Background & Aims: Identifying genes involved in hepatic stellate cell (HSC) activation is essential for understanding hepatic fibrosis (HF). The role of Transmembrane 4 L six family member 1 (TM4SF1) in HF is not well understood, despite recent investigations into its involvement in various malignant tumors.

Methods: Bioinformatics analysis identified key genes involved in HSC activation. TM4SF1 expression levels in patients, mouse models, and primary mouse HSCs were measured. Silencing or overexpressing TM4SF1 in the human HSC line LX-2 was used to assess the regulatory role of TM4SF1 on HSC activation. HSC-specific TM4SF1 overexpressed and knockout mice were used to study the role of TM4SF1 in HSC activation in vivo.
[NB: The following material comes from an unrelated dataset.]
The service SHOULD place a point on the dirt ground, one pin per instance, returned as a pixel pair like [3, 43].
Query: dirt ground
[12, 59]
Results: Single-cell pseudotiming analysis identified TM4SF1 as a key gene in HSC activation. TM4SF1 expression was elevated in patients with fibrosis, mouse models, and activated primary mouse HSCs. Overexpression and knockdown of TM4SF1 in LX-2 cells confirmed its role in promoting HSC proliferation, migration, and activation through the c-Src/PI3K/AKT pathway. Further experiments showed that TM4SF1 binds to and activates the tyrosine kinase c-Src. The Src family inhibitor saracatinib inhibited the up-regulation of the c-Src/PI3K/AKT pathway and the aggravation of fibrosis caused by the overexpression of TM4SF1 in HSCs. Finally, HSC-specific TM4SF1 knockout in mice inhibited HSC activation and alleviated HF by down-regulating the c-Src/PI3K/AKT pathway.

Conclusions: TM4SF1 promotes HF progression and HSC activation by binding to and activating c-Src. TM4SF1 could be a future therapeutic target for HF by inhibiting HSC activation.